A new study from orthopaedic researchers at The University of Toledo has found lumbar spinal fusion procedures are far more likely to fail in individuals with diabetes.
"We've known for a long time that diabetic patients are at high risk of infection from any surgery, including spinal fusion," said Dr. Hossein Elgafy, a professor of orthopaedics in the College of Medicine and Life Sciences and chief of spine surgery at UTMC. "More recently, however, physicians have taken a closer look at the high rate of failure in those patients. A lot of times the bones simply aren't fusing."
The reason for that, UToledo researchers say, appears to be connected to how diabetes affects bone growth and healing.
In a spinal fusion procedure, surgeons use a combination of screws, rods and bone grafts to join two or more vertebrae together. As the area heals the bones should fuse solidly together, restricting motion and relieving pain.
Sometimes, however, the bones don't properly heal together. Surgeons call that a non-union complication, and it often leads to more pain and the need for additional, corrective surgery.
While a risk for everyone, individuals with diabetes are particularly susceptible.
In a study of more than 500 patients who underwent lumbar spinal fusion surgery at The University of Toledo Medical Center between 2009 and 2017, researchers found individuals with diabetes were nearly three times more likely than those without diabetes to experience non-union complications.
Diabetic patients also were more than two times more likely to experience additional degeneration in adjacent segments of the spine after a spinal fusion procedure — another complication that usually requires extensive revision surgery.
"Diabetes is a metabolic disease, but it's also a bone disease," said Dr. Beata Lecka-Czernik, a diabetes researcher and professor in the Department of Orthopaedic Surgery and the study's corresponding author. "It has a very significant role in bone health, and that's what we're seeing here."

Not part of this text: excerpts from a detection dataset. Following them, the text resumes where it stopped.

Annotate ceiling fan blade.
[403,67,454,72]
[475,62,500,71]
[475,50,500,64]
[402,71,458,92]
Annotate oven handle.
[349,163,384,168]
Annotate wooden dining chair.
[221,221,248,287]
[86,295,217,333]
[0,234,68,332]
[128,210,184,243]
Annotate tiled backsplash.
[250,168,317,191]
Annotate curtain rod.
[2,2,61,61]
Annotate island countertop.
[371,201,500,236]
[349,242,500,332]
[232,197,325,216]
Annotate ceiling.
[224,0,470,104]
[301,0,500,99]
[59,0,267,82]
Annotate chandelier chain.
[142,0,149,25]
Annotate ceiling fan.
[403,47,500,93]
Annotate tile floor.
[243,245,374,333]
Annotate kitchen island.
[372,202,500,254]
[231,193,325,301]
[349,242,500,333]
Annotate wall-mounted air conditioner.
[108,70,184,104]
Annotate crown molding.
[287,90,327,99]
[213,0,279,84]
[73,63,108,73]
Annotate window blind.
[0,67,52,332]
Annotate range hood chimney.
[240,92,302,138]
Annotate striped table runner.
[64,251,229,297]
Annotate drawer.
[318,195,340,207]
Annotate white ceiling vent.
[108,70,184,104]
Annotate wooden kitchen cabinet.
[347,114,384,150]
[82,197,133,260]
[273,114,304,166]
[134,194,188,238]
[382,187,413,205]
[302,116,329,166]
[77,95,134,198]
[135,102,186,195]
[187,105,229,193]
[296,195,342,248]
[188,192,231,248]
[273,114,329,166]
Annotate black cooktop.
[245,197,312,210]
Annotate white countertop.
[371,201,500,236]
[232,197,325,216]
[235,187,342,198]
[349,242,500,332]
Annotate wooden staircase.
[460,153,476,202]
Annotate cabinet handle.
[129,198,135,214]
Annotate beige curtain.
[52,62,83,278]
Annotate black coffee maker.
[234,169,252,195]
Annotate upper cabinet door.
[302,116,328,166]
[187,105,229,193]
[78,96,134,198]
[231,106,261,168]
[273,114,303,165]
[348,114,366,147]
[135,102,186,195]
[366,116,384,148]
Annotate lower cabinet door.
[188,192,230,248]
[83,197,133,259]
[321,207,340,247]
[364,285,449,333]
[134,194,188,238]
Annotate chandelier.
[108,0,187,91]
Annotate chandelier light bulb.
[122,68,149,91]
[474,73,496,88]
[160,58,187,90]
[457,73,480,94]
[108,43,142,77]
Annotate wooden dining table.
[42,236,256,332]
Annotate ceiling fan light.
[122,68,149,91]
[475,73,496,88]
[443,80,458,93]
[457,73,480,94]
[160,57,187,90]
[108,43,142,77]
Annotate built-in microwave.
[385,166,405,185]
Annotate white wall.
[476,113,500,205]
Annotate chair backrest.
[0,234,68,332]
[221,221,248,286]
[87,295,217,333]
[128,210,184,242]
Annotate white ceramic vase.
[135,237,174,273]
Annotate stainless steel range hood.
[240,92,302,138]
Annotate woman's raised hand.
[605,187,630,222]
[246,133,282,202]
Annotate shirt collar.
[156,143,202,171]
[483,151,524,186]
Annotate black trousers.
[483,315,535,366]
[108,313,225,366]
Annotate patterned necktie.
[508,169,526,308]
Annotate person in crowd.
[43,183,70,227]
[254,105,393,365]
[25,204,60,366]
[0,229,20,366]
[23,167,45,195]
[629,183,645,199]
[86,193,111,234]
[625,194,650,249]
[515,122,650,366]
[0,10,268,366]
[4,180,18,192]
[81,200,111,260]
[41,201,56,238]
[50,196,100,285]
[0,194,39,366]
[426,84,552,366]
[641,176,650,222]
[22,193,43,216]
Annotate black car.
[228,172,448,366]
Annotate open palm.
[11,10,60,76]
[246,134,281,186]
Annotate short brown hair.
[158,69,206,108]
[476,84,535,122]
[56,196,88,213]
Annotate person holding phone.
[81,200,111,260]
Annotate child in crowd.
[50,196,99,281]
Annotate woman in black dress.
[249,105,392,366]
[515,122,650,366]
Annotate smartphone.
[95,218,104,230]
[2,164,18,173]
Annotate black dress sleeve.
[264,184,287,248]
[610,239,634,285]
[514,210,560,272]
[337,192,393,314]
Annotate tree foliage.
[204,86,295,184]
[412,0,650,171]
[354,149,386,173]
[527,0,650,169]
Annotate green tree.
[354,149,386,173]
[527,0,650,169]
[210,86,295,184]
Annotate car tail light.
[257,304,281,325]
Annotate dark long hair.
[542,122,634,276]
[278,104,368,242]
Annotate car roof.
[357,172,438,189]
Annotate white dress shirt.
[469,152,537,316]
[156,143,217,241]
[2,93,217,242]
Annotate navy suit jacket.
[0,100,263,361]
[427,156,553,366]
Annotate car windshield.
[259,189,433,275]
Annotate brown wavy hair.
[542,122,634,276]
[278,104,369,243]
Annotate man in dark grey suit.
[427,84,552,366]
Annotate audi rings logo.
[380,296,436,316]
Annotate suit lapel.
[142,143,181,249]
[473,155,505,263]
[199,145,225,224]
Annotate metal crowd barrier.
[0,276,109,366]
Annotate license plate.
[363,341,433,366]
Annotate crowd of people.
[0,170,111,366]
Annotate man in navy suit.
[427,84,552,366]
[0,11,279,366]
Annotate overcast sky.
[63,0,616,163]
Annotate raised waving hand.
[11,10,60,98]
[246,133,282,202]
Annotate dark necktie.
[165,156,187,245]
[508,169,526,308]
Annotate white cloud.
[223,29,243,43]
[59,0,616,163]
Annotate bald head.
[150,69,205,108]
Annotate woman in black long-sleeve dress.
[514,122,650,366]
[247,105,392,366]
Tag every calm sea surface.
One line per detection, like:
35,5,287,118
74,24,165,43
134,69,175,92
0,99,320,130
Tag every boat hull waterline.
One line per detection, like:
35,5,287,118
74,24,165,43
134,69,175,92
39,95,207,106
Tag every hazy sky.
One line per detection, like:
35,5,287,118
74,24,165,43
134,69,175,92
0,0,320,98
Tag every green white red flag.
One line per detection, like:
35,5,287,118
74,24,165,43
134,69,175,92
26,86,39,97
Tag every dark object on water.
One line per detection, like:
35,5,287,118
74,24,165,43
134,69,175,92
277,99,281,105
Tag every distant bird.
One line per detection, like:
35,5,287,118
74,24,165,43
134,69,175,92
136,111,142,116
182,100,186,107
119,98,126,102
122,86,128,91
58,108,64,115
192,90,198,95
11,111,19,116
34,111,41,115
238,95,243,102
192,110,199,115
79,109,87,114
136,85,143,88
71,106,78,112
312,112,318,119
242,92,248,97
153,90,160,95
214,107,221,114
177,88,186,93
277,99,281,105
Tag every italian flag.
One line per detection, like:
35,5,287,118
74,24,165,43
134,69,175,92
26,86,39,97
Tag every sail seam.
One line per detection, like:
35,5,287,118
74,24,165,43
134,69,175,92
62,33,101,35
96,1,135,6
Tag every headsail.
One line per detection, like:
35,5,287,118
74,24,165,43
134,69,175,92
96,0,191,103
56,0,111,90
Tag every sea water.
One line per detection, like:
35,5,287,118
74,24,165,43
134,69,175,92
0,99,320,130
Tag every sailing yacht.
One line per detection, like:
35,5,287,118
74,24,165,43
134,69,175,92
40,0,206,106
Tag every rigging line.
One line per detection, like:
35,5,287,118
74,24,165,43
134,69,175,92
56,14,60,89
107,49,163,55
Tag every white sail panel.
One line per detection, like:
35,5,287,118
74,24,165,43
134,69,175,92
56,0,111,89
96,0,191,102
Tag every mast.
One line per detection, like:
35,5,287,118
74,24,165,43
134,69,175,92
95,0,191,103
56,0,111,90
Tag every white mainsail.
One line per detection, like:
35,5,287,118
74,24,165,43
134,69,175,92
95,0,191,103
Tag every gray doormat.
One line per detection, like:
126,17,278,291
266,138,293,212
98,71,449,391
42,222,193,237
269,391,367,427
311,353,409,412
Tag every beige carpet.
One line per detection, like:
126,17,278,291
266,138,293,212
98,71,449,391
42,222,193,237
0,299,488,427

In addition to reviewing patient data, researchers also analyzed tissue collected from both diabetic and non-diabetic patients who underwent revision surgeries. Those samples, which contained a mixture of connective tissue and developing bone, provided a unique insight into how the healing process in the two groups differed following spinal fusion surgery.

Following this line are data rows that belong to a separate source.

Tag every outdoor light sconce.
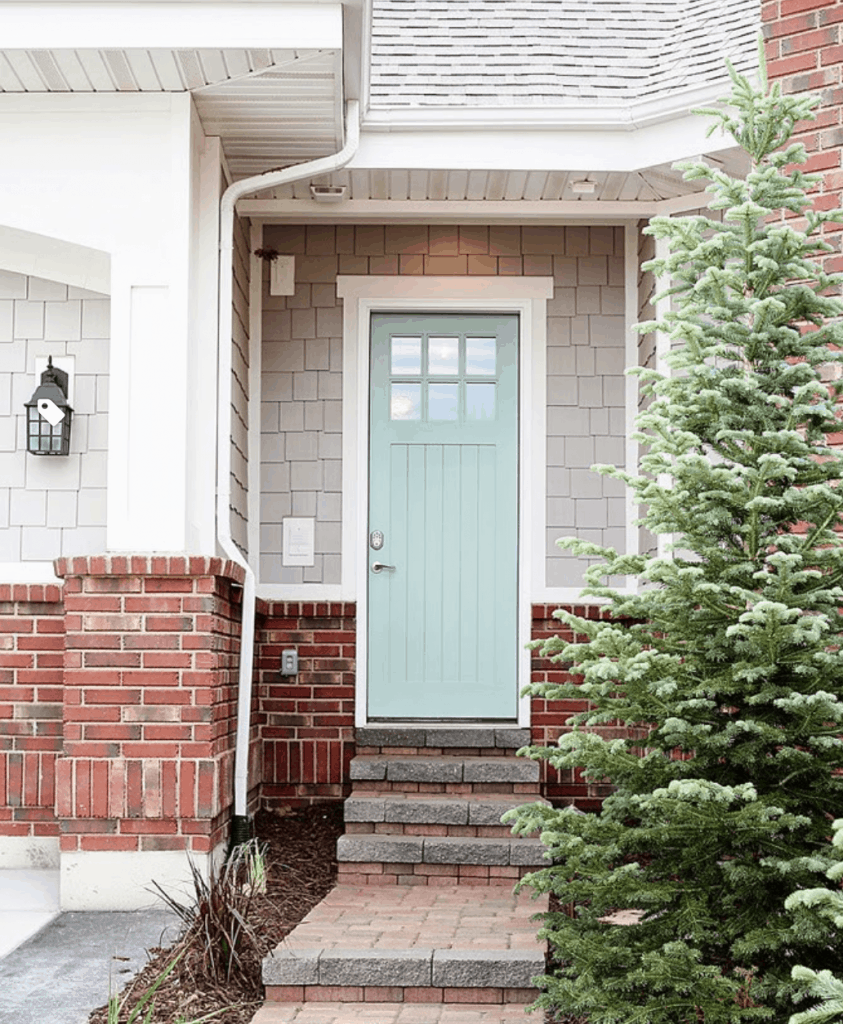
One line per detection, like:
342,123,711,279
25,356,73,455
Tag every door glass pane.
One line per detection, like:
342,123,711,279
427,384,458,420
390,335,421,377
465,338,496,374
389,384,421,420
427,337,460,376
465,384,495,420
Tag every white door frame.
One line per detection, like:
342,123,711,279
337,274,553,727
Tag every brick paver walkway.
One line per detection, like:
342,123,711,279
252,1002,540,1024
284,886,547,950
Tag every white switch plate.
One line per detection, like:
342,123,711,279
281,518,317,565
269,256,296,295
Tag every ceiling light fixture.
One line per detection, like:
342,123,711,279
571,178,597,196
310,185,345,203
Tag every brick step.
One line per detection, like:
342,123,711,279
252,1001,538,1024
354,725,531,757
344,791,546,838
350,754,539,794
263,885,547,1005
337,861,536,891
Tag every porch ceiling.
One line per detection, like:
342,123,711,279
0,48,342,177
246,150,742,207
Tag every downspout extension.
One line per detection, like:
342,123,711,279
216,99,360,850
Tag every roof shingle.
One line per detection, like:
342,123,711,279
371,0,760,110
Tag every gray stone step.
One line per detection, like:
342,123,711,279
263,946,545,988
337,835,547,867
263,885,547,1003
344,791,547,827
351,754,539,785
354,725,531,751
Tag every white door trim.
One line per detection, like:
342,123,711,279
337,274,553,727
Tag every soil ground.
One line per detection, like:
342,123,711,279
89,803,342,1024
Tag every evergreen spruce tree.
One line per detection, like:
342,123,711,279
512,61,843,1024
785,818,843,1024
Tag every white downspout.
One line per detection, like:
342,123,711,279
216,99,360,845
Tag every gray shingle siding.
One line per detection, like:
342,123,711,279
0,270,111,562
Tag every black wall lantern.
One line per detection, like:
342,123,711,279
25,356,73,455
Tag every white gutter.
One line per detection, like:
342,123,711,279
216,99,360,842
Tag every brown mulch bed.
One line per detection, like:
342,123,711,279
88,803,342,1024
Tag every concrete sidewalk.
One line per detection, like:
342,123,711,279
0,869,177,1024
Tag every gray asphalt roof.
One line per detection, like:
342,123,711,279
371,0,760,109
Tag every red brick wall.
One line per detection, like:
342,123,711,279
255,601,356,807
761,0,843,271
0,584,65,837
531,604,605,810
56,556,243,852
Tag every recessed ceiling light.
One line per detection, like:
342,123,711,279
310,185,345,203
571,178,597,196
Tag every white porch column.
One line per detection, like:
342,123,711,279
107,94,198,551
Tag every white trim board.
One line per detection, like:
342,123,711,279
337,274,553,726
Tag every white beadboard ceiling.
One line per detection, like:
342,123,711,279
250,153,741,203
0,49,342,177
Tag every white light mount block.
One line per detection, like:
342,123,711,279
34,355,75,412
269,256,296,295
281,518,317,565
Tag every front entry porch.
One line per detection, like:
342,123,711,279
256,728,547,1011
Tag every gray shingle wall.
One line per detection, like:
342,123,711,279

"The bony samples from diabetic patients had much less developed structure, which means that even if the new bone formation happens, the quality of this new bone will be much worse," Lecka-Czernik said. "This is showing there is also an additional risk factor for spinal fusion complications, which is valuable for orthopaedic surgeons to know when treating patients with diabetes."

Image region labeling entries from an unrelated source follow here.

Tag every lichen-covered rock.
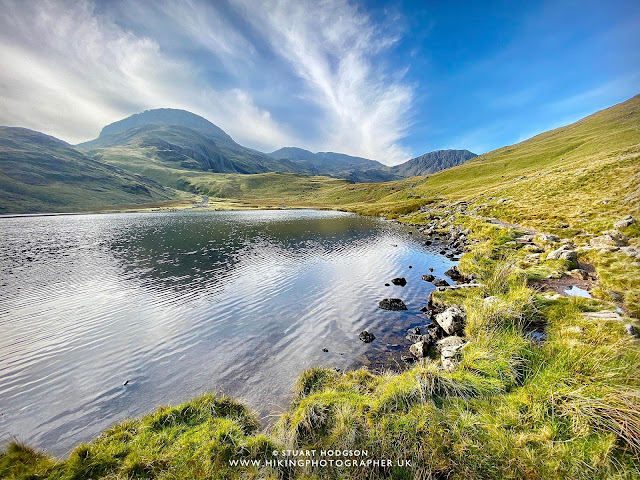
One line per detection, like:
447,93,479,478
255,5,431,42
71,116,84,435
378,298,407,311
569,268,589,280
409,341,431,358
547,245,578,270
613,215,636,228
444,265,462,281
436,335,467,358
589,230,629,247
435,306,467,335
624,323,640,338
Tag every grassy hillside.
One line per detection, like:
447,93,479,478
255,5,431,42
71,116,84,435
0,127,176,213
391,150,477,178
77,108,301,176
0,97,640,480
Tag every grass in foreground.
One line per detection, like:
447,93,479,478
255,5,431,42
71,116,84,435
0,97,640,479
5,218,640,479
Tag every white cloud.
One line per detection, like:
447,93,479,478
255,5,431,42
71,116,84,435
0,1,295,149
0,0,413,164
238,0,413,164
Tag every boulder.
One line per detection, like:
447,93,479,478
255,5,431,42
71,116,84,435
547,245,578,270
444,265,462,281
435,306,467,335
378,298,407,311
358,330,376,343
528,331,547,343
613,215,636,228
569,268,589,280
620,247,640,258
582,310,622,321
427,292,447,313
409,341,431,358
589,230,629,248
534,233,560,243
436,335,467,358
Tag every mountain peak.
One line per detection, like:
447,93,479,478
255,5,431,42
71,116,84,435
99,108,233,142
392,150,477,178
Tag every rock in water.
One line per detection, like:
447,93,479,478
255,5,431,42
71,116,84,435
378,298,407,311
409,341,431,358
358,330,376,343
435,306,467,335
444,265,462,281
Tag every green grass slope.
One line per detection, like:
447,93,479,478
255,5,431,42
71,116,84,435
0,127,175,213
77,108,303,176
0,97,640,480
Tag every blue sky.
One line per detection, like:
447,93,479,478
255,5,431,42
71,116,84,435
0,0,640,164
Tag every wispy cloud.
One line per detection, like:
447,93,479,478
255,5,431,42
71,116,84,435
0,0,413,164
235,0,413,164
0,0,295,149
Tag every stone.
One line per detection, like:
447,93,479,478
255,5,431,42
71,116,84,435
547,245,578,270
433,278,450,287
427,292,447,313
434,306,467,335
620,247,640,258
569,268,589,280
444,265,462,281
409,341,431,358
582,310,622,321
535,233,560,243
613,215,636,228
607,290,624,303
524,253,540,263
378,298,407,311
358,330,376,343
436,335,467,358
589,230,629,248
528,332,547,343
567,325,584,333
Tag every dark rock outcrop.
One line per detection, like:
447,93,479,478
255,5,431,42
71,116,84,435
358,330,376,343
378,298,407,311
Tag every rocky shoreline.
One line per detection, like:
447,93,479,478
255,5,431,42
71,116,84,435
359,208,640,371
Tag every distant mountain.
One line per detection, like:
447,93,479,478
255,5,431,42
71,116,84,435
0,127,173,213
391,150,477,178
77,108,475,190
269,147,400,182
77,108,301,176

The results of the study were published in the peer-reviewed journal JBMR Plus and were recently presented at the Lumbar Spine Research Society's annual meeting in Chicago.
Spinal fusion is generally a last-resort treatment after physical therapy and pain management strategies have failed to bring relief. Even so, it's a common surgery with hundreds of thousands of procedures performed every year in the United States.
Diabetes is an independent risk factor for lower back disc degeneration — one of the most common reasons for spinal fusion surgery. With the rate of diabetes increasing in the United States, the number of spinal fusion procedures is likely to continue climbing as well.
That makes it all the more important to identify and overcome the challenges unique to that patient population, Elgafy said.
"We've spent 20 years improving our techniques, our hardware and our technology," he said. "Now the new wave in spine surgery is bone health. How do we improve bone health before we take people into surgery? It's an important question as we look to improve surgical outcomes and avoid patients having a second or third surgery. This study is an important first step."
Elgafy said surgeons do have some tools at their disposal to reduce the risk of failure in diabetic patients, such as ensuring A1C and blood glucose are well-controlled prior to and after the procedure, and exploring biological scaffolds and other therapeutic agents to support new bone formation at the surgical site.